No campo da educação, podem se perceber duas tendências claramente diferenciadas a partir das duas possibilidades de pensar a infância, descritas anteriormente. A primeira pensa a educação como formação e a infância como objeto dessa formação. Os antecedentes dessa possibilidade na chamada tradição ocidental são tão antigos quanto os gregos (Platão, Aristóteles, etc.) e ela tem se mantido como a forma dominante de pensar a educação das crianças ao longo da histórica das ideias pedagógicas dessa mesma tradição.

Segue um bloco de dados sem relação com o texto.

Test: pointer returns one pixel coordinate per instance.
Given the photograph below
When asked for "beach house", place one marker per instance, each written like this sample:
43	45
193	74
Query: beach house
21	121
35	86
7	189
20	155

Basta pensar, por exemplo, em autores como Descartes, Kant, Hegel, Marx e a produção contemporânea no campo da filosofia da educação. A segunda parte da ideia de que infância é uma condição e, nesse sentido, ela é um estado – pelo menos em potência – tanto dos educandos quanto dos educadores. A infância, então, deixa de ser algo que uma boa educação permitiria abandonar para ser o que ela tenta alimentar, cuidar, atender. Ao longo deste verbete, pode-se perceber uma característica comum a todas essas formas de pensar a infância: a infância é alteridade, seja pela ausência do mais propriamente humano (a língua) seja pela presença do inumano no humano. O enigma da alteridade, isso é, a infância.

Bibliografia

AGAMBEN, G. Infância e história. Belo Horizonte: Editora da UFMG, 2005.

ARIÈS, P. História social da criança e da família. Rio de Janeiro: LTC, 1981.

BENJAMIN, W. A criança, o brinquedo, a educação. São Paulo: Summus, l984.

CASTELLO, L. A.; MÁRSICO, C. Oculto nas palavras: dicionário etimológico de termos usuais na práxis docente. Belo Horizonte: Autêntica, 2007.

DELEUZE, G.; GUATTARI, F. Mil Platôs: capitalismo e esquizofrenia. São Paulo: Editora 34, 1997. v.4.

LYOTARD, J.-F. Lecturas de infancia. Buenos Aires: EUDEBA, 1997.

NIETZSCHE, F. Assim falava Zaratustra. Lisboa: Relógio d’água, 1998.